P In less than five years, the idea for a special arts campus overlooking the Mississippi has gone from dream to ready for preliminary construction. Funding issues remain to be resolved.
In some ways, the beginning of the River Campus project in Cape Girardeau seems like such a long time ago. In reality, the idea was born less than five years ago. Since then, a great deal has happened, but construction has yet to start.
In May 1998, B.W. Harrison gave Southeast Missouri State University a sizable gift of stock -- enough to pay for the university's purchase of the former St. Vincent's Seminary property across Morgan Oak Street from Harrison's home. The old Roman Catholic seminary, which had been closed for several years, is a prime piece of property located between the old Mississippi River bridge and the new Bill Emerson Memorial Bridge that is due to open in several months. The property affords a commanding view of the river.

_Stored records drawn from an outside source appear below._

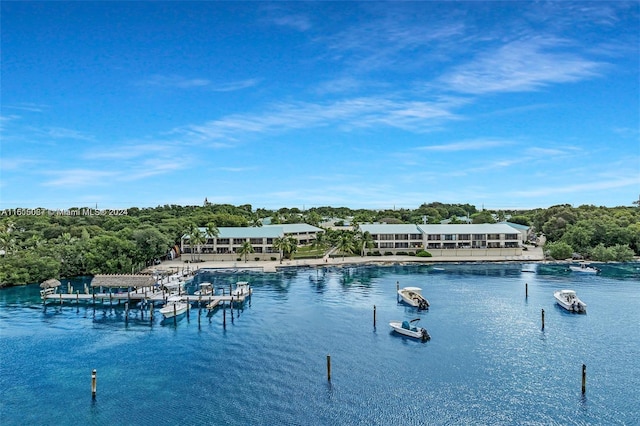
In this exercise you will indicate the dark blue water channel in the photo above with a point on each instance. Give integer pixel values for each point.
(488, 361)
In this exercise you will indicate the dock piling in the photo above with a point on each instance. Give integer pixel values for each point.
(374, 316)
(94, 383)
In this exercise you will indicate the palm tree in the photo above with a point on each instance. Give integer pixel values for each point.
(367, 242)
(280, 244)
(212, 232)
(346, 244)
(245, 249)
(320, 241)
(286, 245)
(292, 246)
(195, 239)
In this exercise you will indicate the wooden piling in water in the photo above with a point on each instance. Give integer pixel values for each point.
(94, 383)
(374, 316)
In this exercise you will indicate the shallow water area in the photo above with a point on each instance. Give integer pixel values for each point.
(488, 361)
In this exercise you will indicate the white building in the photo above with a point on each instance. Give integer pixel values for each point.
(230, 239)
(484, 239)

University officials, led by the vision of then-president Dale Nitzschke, saw the potential of turning the property into a campus for the visual and performing arts. In addition to classrooms and studios, the campus would include a performance hall and museum. Those plans have grown to include an official Missouri visitors center for travelers coming into the state across the new bridge.
At the time, the cost of developing the so-called River Campus was approximately $36 million. Efforts began to secure funding, with half to be appropriated by the Missouri Legislature, a fourth to be raised by the university's foundation and a fourth to be raised by the sale of city bonds which would be paid off with revenue from the city's hotel-motel-restaurant sales tax.

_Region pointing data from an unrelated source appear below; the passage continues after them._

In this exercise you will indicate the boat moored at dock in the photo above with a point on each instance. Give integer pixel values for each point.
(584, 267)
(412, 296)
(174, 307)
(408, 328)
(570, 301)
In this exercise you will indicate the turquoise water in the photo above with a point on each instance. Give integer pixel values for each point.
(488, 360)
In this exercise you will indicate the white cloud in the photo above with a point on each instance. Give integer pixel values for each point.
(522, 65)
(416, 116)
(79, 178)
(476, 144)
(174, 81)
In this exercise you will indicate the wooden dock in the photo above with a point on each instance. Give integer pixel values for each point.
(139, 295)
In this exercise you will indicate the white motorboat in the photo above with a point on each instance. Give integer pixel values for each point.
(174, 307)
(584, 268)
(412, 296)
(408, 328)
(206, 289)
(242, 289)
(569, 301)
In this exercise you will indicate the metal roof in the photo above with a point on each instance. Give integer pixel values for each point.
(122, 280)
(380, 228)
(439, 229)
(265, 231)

Later in 1998, Cape Girardeau voters were asked to approve two ballot issues: a revenue bond issue and authorization to use the sales tax revenue. Both issues were approved by a majority of the city's voters, but the bond issue required a four-sevenths supermajority, which it did not receive. After the vote, the city and university learned a state agency could issue the bonds without a vote, and they agreed to use these bonds and pay them off with the voter-approved sales-tax revenue.

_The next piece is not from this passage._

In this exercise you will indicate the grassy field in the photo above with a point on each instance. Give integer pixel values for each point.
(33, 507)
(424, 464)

Businessman Jim Drury made two attempts, through lawsuits, to prevent the city from participating in the River Campus project unless voters were given another opportunity to approve the new funding plan. Courts in both cases rejected his arguments.
Ready to start
Plans to go forward with the River Campus have been delayed by the time-consuming lawsuits. But now there are components of the project that are ready to get under way. The university is set to proceed with design work for a new Fountain Street corridor that would form the River Campus' western boundary. The city is ready to construct the corridor. The street would connect the new bridge and the city's downtown area as well as provide a main entrance for the River Campus.
Drury's attorney says the timing of this third lawsuit, which again objects to using city revenue to pay off state-issued bonds, has nothing to do with a decision last week by the university's regents to proceed. Instead, Walter S. Drusch, the lawyer, said Drury questions the city council's judgment in agreeing to retire $8.9 million of bonds (at a cost of $19 million over 20 years) at a time when city voters are being asked in April to approve four tax and fee issues.
The lawsuit also challenges the use of hotel-motel-restaurant tax revenue to fund the Convention and Visitors Bureau. This new issue appears not to be connected with the River Campus project.
Even without this latest Drury lawsuit, the River Campus still has another hurdle: the availability of state funding. While the legislature has been inclined to authorize the money, tight state budgets for the last two years and into the foreseeable future raise doubts that the major portion of the funding will be available any time soon. According to university officials, however, the bulk of state funding will not be necessary for a few years.
Meanwhile, there is a sense of growing enthusiasm for the River Campus as university participants get more involved in the planning processes and as businesses, particularly in the downtown area, see the potential for revival and growth in the city's most historic area.
The challenge for the judge hearing this latest lawsuit will be to separate questions that are germane to the future of the River Campus from those that raise issues that have popular appeal but little to do with what the River Campus hopes to accomplish.